As obras a integrar a colecção do turismo serão seleccionadas por um curador especialista na área, com experiência académica reconhecida, tendo por base critérios como a relevância dos temas para o desenvolvimento do turismo em Angola, a robustez teórico-metodológica, a qualidade técnica, a consistência científica e a capacidade crítica na apresentação e interpretação dos resultados.
“Aquilo de que falamos são obras científicas sustentadas em bases teóricas sólidas, mas igualmente ancoradas no trabalho de campo”, precisou Afonso Vita, defendendo que a iniciativa contribuirá para elevar o nível do debate técnico e académico sobre o turismo nacional.
Por seu lado, Tomé Batista Cardoso esclareceu que a propriedade intelectual das obras publicadas no âmbito da colecção pertencerá exclusivamente aos respectivos autores, devendo estes, contudo, reconhecer o Ministério do Turismo como entidade promotora e financiadora da produção editorial.
O director nacional do Gabinete de Apoio ao Turista destacou ainda que o desenvolvimento sustentável do turismo, a valorização do património nacional e o fortalecimento de parcerias estratégicas exigem uma abordagem pluridisciplinar, capaz de integrar as dimensões ambiental, sociocultural e económica do sector. “Estamos perante um sistema complexo, que necessita de planeamento, organização e gestão racionais, sustentados por teorias e métodos de investigação consistentes”, afirmou.
Já o director-geral da Facul Editora considerou que a formalização do memorando representa um compromisso com a memória, o conhecimento, a identidade e o futuro do turismo em Angola, conferindo ao protocolo uma dimensão estratégica. “O turismo não se constrói apenas com infra-estruturas, rotas ou investimentos.
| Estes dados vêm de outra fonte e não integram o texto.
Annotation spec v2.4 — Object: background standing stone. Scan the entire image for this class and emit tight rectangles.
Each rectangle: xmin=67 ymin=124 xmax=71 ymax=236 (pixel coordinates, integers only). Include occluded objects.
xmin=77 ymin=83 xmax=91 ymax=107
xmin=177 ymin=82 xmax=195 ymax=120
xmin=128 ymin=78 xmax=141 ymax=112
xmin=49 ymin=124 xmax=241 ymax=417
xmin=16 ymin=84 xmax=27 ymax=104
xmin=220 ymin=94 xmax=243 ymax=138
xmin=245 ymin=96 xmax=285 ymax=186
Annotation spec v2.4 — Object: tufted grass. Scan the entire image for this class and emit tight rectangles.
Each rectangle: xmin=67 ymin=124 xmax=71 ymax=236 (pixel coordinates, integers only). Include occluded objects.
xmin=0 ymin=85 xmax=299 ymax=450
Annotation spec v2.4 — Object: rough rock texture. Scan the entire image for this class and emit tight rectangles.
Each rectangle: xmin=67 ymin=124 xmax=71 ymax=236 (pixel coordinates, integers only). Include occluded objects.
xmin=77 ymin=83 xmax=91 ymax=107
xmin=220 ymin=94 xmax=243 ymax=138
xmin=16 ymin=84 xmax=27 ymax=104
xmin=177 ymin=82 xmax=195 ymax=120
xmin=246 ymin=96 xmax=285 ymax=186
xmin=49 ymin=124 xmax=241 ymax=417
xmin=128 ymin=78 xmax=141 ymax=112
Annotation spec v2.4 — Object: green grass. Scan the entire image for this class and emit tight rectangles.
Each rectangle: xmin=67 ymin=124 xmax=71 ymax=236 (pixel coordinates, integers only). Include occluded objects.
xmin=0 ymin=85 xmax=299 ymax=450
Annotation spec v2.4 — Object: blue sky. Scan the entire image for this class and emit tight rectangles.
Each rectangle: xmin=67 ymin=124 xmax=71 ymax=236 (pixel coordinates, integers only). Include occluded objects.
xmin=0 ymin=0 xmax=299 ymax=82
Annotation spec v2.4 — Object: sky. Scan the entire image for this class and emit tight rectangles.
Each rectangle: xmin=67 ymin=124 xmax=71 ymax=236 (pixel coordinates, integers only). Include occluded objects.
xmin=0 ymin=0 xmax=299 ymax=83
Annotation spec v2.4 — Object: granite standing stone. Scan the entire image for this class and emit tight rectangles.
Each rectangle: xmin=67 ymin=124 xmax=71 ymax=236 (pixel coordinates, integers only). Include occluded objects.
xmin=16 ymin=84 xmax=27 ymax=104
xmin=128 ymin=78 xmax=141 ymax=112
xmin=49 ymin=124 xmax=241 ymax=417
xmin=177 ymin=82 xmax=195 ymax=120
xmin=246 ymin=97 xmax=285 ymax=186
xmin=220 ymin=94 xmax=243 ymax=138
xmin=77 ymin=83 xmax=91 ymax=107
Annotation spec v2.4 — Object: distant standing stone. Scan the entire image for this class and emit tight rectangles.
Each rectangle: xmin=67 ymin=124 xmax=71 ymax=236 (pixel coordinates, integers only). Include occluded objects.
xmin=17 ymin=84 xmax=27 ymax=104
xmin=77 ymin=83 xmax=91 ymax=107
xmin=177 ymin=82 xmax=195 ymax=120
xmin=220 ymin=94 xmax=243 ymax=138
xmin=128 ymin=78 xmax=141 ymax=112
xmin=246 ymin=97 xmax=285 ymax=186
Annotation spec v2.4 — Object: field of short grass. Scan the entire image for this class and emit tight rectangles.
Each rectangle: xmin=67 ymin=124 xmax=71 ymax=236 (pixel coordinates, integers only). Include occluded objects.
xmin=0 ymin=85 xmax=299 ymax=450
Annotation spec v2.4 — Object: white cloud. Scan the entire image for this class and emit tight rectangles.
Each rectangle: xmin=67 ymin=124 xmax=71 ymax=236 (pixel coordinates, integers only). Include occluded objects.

Constrói-se também com narrativa, identidade e consciência do valor deste belo país que é Angola”, sublinhou.
Segundo o responsável editorial, a cooperação entre o Ministério do Turismo e a Facul Editora nasce da convicção comum de que o conhecimento é uma ferramenta essencial de desenvolvimento, assente na investigação, edição, documentação e divulgação do património turístico, cultural e humano de Angola.